Sam Francis
Esther Bear Gallery
The first one-man exhibition of work by Sam Francis to be seen on the Pacific Coast since his residence here is being shown at the Esther Bear Gallery in Santa Barbara. The works date from 1958 to the present and include paintings, drawings and lithographs. Sam Francis has been on the road since around 1950. His catalogs and other credits and mentions come in many languages: German, French, Japanese and so on. The French were probably the first to grant him first rank, then the Swiss and the English.
The work seen in the Esther Bear show is pervaded with an insistence on style, and judging from recent European catalogs of Francis’ work, this seems generally true. Design ideas are very consistent and thread through whole series of work, and may persist through the production of a year or two with only minor variation. Even scale relationships are consistent so that a 12 x 16-inch drawing carries a very similar visual impact to that of an 8-foot canvas. A color preoccupation, such as the “Blue Ball” series, dominates almost exclusively work produced over 18 months and on two or three continents. His titles are sometimes directly keyed to a mood or a metaphysical preoccupation as in some of the lithographs, “Happy Death Prints,” “Beauty Walk,” “Damned Braces.” Others are austerely noncommital, “Blue, Red and Yellow,” “Berne 1961,” “Untitled, 1958.” The ambivalence of the titles is reflected by the effect of the images on the observer. There is a feeling of continuous shift between hints of, or even insistence on, psychic significance balanced by a serious and very elegant play with purely formal elements. The psychic significance that seems to vibrate just behind the surface is sometimes very obvious and sometimes devious and only hinted at. The titles help a little. Curiosity about his personal life yields more possible answers. The intercontinental wandering, long years of what must be an agonizing and chronic major illness, an obvious bent toward poetic commentary on life’s elemental experiences are among the formative causes behind the ideological content of his work. It seems as if the content is essentially a serious and important system of thought, but is poetic, referential, allusive, mystical and not concerned with logic and the machinery of rationality.
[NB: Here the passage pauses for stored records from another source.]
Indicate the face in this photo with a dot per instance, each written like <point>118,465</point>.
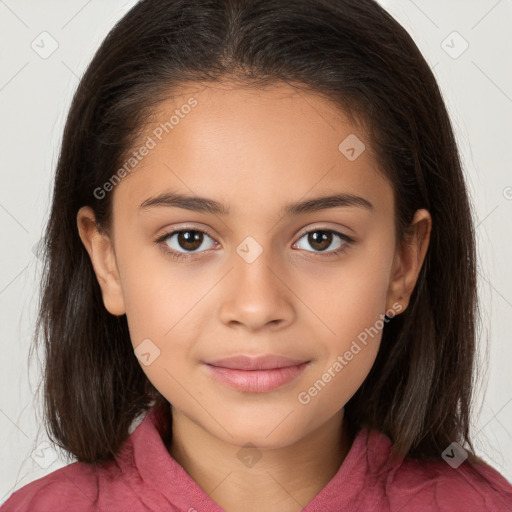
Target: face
<point>221,247</point>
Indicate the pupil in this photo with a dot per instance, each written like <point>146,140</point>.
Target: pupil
<point>324,236</point>
<point>189,241</point>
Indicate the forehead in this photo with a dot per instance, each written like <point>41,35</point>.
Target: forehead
<point>249,147</point>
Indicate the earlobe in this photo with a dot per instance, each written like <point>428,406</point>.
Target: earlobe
<point>101,253</point>
<point>409,260</point>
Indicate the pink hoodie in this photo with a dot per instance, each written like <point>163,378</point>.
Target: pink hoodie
<point>147,478</point>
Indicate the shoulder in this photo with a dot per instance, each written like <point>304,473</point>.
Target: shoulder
<point>73,487</point>
<point>469,487</point>
<point>432,484</point>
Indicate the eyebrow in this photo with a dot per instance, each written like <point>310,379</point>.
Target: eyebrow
<point>203,204</point>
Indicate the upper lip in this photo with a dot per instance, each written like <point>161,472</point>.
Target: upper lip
<point>266,362</point>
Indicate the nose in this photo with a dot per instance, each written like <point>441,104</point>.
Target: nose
<point>256,295</point>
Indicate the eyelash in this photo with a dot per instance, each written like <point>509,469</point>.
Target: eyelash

The other side of Francis gives the feeling of the picture for its own sake. As in Pollock, dash and immediacy are fundamental to the effect. We get spots, dribbles, splashes, tenuous forms piled-up or thrown down nervously, tentatively. Many of the things are very beautiful, most of them elegant. All of them use the void as a positive design element. The voids in most of the works may be interpreted as a pervasive bath of light which sustains the spot-shapes as anemones are held in a tidal pool. In the four year range covered by these works it is hard to detect a growth of formal beauty or quality; some are merely better than others with the date and place seemingly unimportant. There is, however, a definite change in the motif of shapes which dominate. In 1958 and ’59, positive shapes were torn, exploded, collected in islands with large voids surrounding or separating. In 1960, he begins to draw or paint sinuous, calligraphic lines-becoming volumes. They seem pulsing, biomorphic. Then in 1961 and on into the current works, he gives us balls, loops, fat, concentric enfolding and infolded shapes. Color is vivid and translucent, the attack still impulsive and spontaneous. One reacts to this late work first as a strangely optimistic subrational aphorism and only secondarily as a competent and elegant kind of picture-making. Francis’ work will continue to be important because he seems to be growing to importance as a human being through a burning away of everything but the essential. Since his hand obviously has sufficient skill to tell what he wants it to tell, the criterion from now on will be the importance of his subject matter.